Human Rights India’s top court halts prosecution for online offenses

India’s top court halts prosecution for online offenses

Some Church leaders upset as all criminal cases under a scrapped provision of Information Technology Act are to be dropped

Church officials in southern India have expressed concern over India’s Supreme Court asking to drop criminal cases filed under a controversial provision meant to ensure government control over social media.

Human rights groups including a Catholic priest though say the move will stop the government machinery from unfairly targeting its critics and innocent citizens.

The Supreme Court on Oct. 12 directed the federal and state governments to drop all cases initiated under the provision of section 66A of the Information Technology Act 2000, some seven years after it was scrapped.

The provision criminalized online communication that was “grossly offensive, menacing,” or the sender knew to be false “to cause annoyance, inconvenience, danger, obstruction, insult, injury, criminal intimidation, enmity, hatred or ill will.”

A Bench led by Chief Justice of India U.U. Lalit directed “all Directors General of Police as well as Home Secretaries of the States and competent officers in Union Territories to instruct their entire police force in their respective States/Union Territories not to register any complaint of crime with respect to alleged violation of section 66A,” reported The Hindu newspaper.

Father Jacob G Palakkappilly, the spokesperson of the Catholic Bishops Council of Kerala, said the Church is concerned because the provision was helpful in checking social media campaigns maligning its leaders including bishops, priests and nuns.

He said Church officials had filed more than 1,200 police complaints against offensive social media posts, fake news, and untrue statements being circulated “deliberately aiming to tarnish the Church’s image.”

He said the government must “evolve an effective legal system” to curb social media activities that spread hate, violence and misunderstanding in society.

Father Michael Pulickal, secretary of Kerala Catholic Bishops’ Council’s Commission for Social Harmony and Vigilance, told UCA News that the Church in Kerala has been facing the ire of social media platforms for quite some time.

“Now we do not know how to deal with all such cases,” he said.

Jesuit Father Cedric Prakash, a human rights activist based in the western Indian state of Gujarat, begged to differ and welcomed the court order.

“The top court order will put to an end the targeting of those airing opinions against government policies and programs, especially by law enforcing agencies,” Father Prakash said.

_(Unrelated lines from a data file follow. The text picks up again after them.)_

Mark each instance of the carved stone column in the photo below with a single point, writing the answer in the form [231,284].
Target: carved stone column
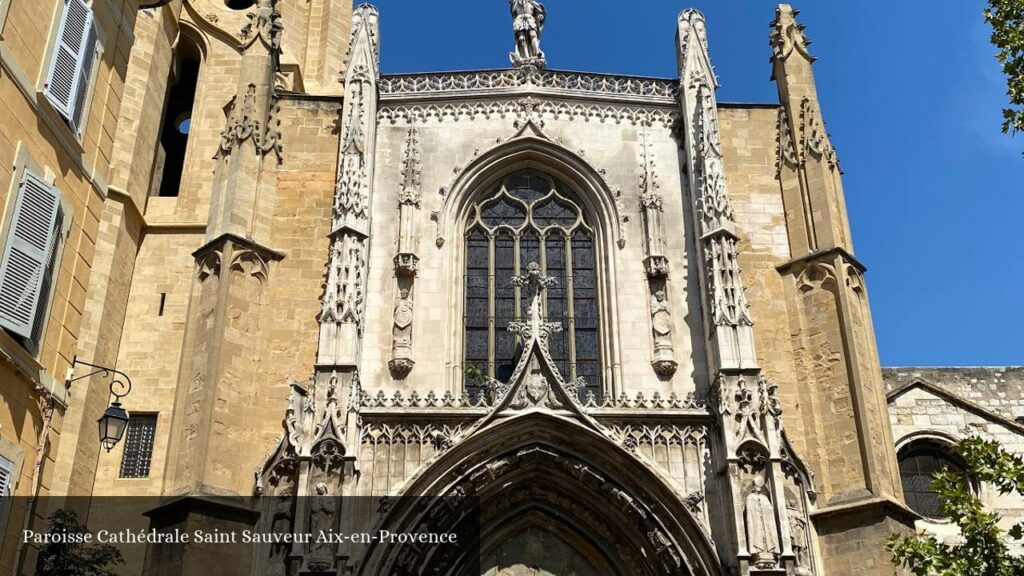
[224,327]
[826,296]
[761,471]
[332,464]
[344,298]
[655,262]
[406,261]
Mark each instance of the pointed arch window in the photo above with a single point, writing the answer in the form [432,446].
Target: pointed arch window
[530,217]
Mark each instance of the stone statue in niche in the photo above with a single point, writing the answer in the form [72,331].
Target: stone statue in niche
[660,316]
[798,536]
[662,321]
[401,335]
[322,520]
[281,523]
[762,534]
[527,22]
[402,330]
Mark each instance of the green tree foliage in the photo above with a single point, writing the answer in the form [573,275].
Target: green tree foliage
[75,559]
[1007,19]
[982,548]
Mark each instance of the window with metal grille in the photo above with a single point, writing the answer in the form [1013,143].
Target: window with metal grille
[138,446]
[919,462]
[530,217]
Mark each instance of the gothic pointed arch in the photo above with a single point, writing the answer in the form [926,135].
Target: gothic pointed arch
[529,151]
[551,474]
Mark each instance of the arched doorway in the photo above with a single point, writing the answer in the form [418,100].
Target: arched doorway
[543,493]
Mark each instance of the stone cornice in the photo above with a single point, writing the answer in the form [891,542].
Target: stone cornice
[955,400]
[265,252]
[523,105]
[822,254]
[488,83]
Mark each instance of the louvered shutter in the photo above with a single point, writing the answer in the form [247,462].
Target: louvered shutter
[85,75]
[6,471]
[27,254]
[61,85]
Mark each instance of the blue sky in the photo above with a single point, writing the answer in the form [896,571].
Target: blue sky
[911,95]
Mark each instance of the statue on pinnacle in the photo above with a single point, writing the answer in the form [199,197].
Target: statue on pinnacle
[527,22]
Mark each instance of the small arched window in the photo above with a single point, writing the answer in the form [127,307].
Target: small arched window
[919,462]
[530,217]
[177,116]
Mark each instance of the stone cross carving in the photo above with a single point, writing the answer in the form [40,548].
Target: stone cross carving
[527,22]
[536,326]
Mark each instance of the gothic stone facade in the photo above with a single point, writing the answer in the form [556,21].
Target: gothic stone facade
[622,316]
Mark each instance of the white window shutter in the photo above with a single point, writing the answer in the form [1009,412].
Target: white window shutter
[6,471]
[28,253]
[61,83]
[79,117]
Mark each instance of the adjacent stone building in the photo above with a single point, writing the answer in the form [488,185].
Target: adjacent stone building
[931,409]
[62,71]
[620,319]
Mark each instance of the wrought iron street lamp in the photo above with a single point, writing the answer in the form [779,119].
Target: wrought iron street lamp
[115,419]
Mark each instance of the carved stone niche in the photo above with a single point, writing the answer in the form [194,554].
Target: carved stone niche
[406,264]
[401,362]
[660,315]
[760,525]
[656,266]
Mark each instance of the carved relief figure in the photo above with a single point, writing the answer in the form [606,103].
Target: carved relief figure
[662,321]
[762,536]
[402,331]
[664,364]
[798,536]
[401,335]
[527,22]
[322,519]
[281,523]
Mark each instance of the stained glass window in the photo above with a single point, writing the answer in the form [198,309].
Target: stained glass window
[918,464]
[530,217]
[138,446]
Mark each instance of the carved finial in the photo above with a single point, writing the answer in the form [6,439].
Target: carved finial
[265,25]
[527,23]
[649,197]
[787,35]
[411,169]
[538,283]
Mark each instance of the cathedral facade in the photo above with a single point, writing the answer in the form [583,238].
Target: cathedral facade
[621,320]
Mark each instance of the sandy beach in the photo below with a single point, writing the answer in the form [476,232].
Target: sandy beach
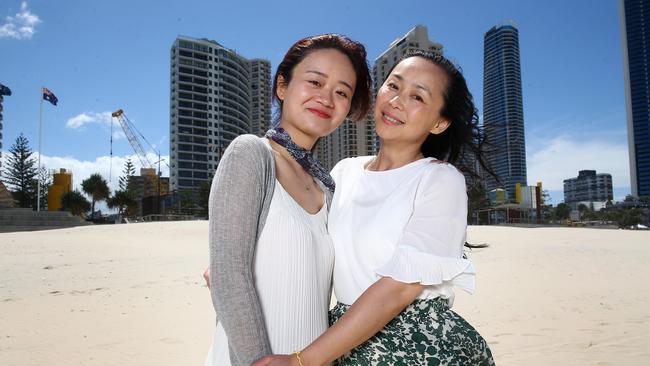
[133,295]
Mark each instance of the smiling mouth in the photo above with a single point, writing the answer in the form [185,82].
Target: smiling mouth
[391,120]
[319,113]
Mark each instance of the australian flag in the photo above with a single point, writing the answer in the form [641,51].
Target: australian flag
[49,96]
[4,90]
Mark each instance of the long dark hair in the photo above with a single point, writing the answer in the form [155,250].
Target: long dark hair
[355,51]
[462,143]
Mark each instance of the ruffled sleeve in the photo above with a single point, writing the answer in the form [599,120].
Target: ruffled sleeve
[430,249]
[409,265]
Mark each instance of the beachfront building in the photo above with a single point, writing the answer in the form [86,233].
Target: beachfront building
[588,188]
[635,23]
[148,185]
[503,116]
[216,95]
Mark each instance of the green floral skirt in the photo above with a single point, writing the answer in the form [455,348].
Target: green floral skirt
[427,332]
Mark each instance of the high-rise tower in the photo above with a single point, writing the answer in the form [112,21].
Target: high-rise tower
[503,115]
[216,95]
[635,32]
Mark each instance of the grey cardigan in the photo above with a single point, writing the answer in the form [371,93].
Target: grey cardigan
[240,198]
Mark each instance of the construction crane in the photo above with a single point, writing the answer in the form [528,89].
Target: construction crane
[130,131]
[128,127]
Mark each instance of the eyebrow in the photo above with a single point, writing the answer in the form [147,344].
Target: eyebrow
[325,75]
[417,85]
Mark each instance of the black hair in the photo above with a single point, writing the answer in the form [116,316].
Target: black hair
[355,51]
[463,142]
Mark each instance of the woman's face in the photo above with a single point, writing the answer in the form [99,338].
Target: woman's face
[408,104]
[318,97]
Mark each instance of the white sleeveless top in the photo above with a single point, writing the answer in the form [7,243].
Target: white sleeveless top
[294,260]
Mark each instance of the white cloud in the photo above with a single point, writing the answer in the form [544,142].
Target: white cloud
[563,156]
[85,118]
[104,119]
[20,26]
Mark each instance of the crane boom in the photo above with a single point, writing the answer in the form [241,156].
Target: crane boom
[133,139]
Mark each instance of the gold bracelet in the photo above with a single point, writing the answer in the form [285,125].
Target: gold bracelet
[297,354]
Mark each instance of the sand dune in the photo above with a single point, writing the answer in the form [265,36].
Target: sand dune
[133,295]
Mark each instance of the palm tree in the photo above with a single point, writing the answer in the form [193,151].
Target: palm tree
[125,201]
[97,188]
[75,202]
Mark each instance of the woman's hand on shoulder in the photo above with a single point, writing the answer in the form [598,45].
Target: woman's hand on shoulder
[277,360]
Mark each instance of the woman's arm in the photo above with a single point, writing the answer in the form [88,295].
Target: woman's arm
[428,253]
[236,201]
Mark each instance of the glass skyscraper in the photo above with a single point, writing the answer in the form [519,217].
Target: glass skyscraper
[636,51]
[216,95]
[503,115]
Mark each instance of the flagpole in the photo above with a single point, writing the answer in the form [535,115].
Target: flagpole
[38,178]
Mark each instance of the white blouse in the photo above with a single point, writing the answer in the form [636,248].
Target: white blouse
[407,223]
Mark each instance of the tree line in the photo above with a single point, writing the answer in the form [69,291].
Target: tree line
[21,176]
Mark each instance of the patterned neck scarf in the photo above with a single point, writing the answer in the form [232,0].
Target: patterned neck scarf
[303,156]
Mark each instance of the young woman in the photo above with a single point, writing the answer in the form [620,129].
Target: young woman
[271,258]
[398,223]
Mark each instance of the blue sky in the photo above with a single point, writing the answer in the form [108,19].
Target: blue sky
[98,56]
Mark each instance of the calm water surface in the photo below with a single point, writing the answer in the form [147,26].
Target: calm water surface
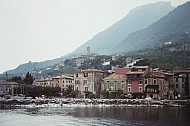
[95,116]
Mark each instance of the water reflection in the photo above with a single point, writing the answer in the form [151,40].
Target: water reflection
[103,116]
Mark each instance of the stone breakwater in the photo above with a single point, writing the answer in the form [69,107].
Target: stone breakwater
[69,102]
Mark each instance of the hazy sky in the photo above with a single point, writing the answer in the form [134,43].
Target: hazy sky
[37,30]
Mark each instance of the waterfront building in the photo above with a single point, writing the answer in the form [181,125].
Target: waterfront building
[63,81]
[156,85]
[89,81]
[180,84]
[116,82]
[7,87]
[135,81]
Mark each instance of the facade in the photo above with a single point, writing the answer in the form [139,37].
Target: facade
[156,85]
[63,81]
[89,81]
[180,84]
[79,60]
[6,87]
[135,80]
[116,82]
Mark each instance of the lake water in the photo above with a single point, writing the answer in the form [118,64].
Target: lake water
[96,116]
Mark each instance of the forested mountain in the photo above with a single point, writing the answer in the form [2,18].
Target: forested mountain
[174,27]
[102,43]
[137,19]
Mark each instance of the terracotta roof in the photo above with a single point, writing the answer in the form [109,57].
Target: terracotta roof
[155,74]
[122,70]
[91,70]
[136,72]
[115,76]
[180,71]
[138,67]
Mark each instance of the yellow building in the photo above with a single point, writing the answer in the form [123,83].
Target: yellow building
[89,81]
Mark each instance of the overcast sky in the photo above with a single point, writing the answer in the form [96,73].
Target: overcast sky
[38,30]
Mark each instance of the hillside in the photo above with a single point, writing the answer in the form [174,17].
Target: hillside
[102,43]
[137,19]
[174,27]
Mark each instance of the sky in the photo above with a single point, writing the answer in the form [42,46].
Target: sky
[38,30]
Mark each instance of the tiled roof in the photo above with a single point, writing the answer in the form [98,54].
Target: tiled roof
[122,70]
[180,71]
[91,70]
[136,72]
[115,76]
[155,74]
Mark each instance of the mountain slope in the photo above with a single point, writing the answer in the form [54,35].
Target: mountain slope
[137,19]
[173,27]
[102,43]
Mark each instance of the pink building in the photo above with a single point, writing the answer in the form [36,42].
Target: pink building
[135,80]
[156,85]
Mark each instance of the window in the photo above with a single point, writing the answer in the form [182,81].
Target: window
[183,86]
[182,79]
[77,82]
[176,85]
[140,89]
[154,81]
[85,74]
[85,81]
[140,82]
[129,82]
[146,81]
[176,79]
[122,86]
[129,89]
[86,89]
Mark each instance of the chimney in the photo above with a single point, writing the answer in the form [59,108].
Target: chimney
[88,50]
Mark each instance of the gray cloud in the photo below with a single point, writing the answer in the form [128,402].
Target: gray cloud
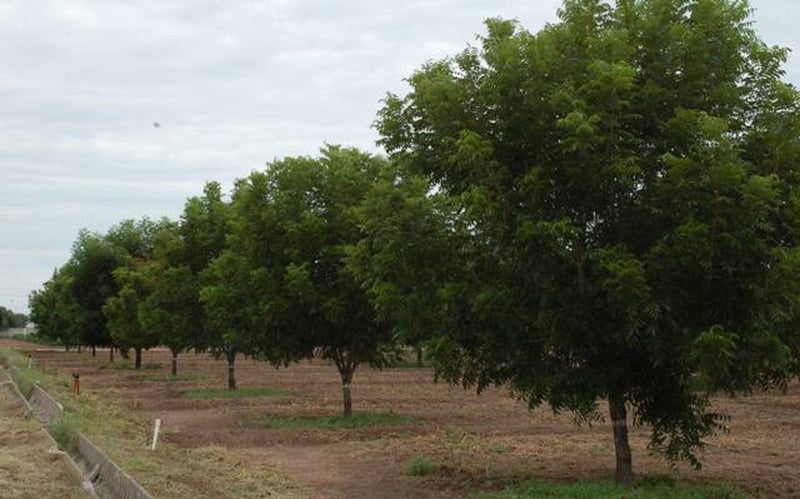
[232,84]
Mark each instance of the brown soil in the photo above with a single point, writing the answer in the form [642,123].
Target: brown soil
[30,465]
[479,442]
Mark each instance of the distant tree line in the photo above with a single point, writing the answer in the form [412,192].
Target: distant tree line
[608,209]
[9,319]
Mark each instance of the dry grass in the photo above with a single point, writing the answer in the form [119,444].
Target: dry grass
[30,467]
[124,436]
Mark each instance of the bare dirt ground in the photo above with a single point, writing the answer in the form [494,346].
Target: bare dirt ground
[479,442]
[30,465]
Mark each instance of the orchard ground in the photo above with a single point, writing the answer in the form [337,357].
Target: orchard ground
[30,464]
[270,442]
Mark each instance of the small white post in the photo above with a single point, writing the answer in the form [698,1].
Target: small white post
[155,434]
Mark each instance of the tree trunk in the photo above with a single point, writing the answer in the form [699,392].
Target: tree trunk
[347,377]
[231,356]
[174,363]
[622,449]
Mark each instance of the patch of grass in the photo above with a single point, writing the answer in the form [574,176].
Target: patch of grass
[124,435]
[646,488]
[336,422]
[420,465]
[65,435]
[146,366]
[162,377]
[223,393]
[498,447]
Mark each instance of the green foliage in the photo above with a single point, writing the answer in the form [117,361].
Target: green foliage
[282,286]
[146,366]
[420,465]
[9,319]
[357,420]
[646,488]
[210,393]
[65,435]
[615,212]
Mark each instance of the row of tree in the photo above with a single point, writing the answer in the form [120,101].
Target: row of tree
[608,209]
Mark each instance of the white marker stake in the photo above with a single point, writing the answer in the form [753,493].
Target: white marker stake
[155,434]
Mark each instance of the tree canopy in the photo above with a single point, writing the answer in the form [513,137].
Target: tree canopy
[628,178]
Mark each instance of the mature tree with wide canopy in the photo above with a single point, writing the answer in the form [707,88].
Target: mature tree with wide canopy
[291,229]
[629,185]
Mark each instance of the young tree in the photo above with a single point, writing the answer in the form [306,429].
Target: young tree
[629,185]
[135,240]
[91,269]
[291,229]
[122,312]
[171,309]
[53,309]
[405,250]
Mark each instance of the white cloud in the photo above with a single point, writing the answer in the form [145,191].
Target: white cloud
[232,85]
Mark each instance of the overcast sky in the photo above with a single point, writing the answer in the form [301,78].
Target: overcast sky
[232,84]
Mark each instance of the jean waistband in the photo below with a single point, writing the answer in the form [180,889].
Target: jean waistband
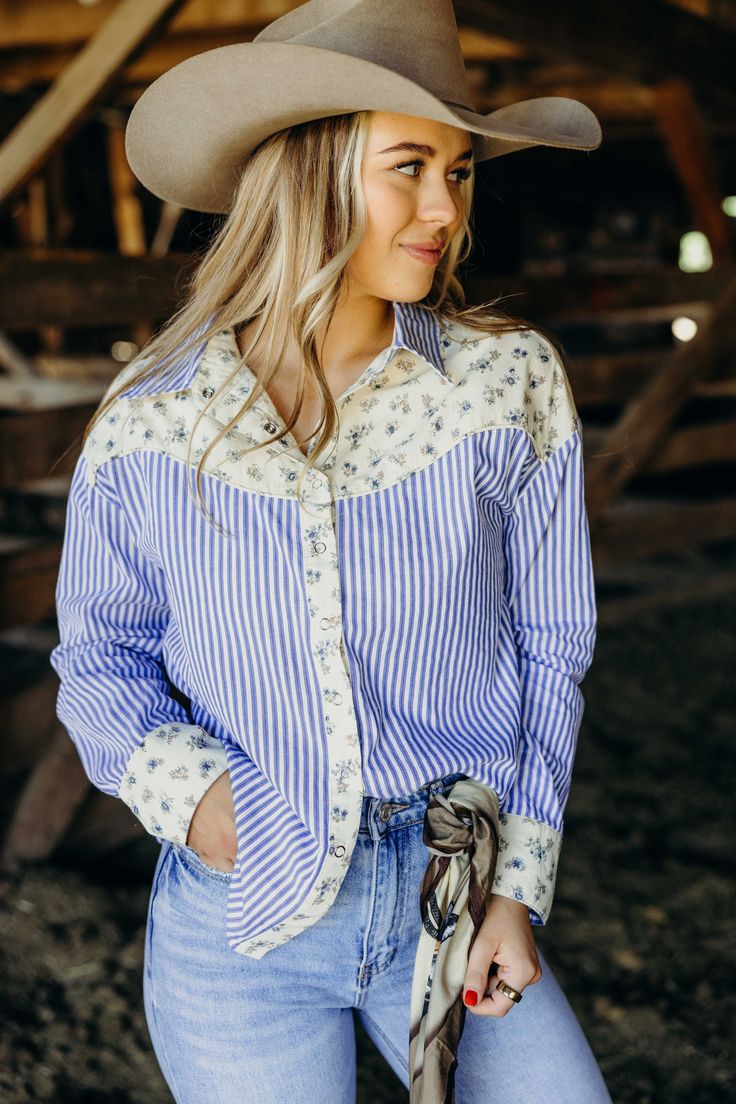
[384,814]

The Jesuit priest said though the law was originally meant to ensure the right to freedom of speech and expression, political parties in power misused it to target people who opposed their policies and actions.

“Mostly innocent citizens and activists who wanted the betterment of the society got trapped by the scrapped provision,” Father Prakash added.

The top court struck down the draconian provision in March 2015, but the federal and state governments continued to register cases under it against those who criticized them.

“No citizen could be prosecuted under Section 66A of the Information Technology Act, 2000,” the Supreme Court said in its latest order on a petition filed by the People’s Union of Civil Liberties.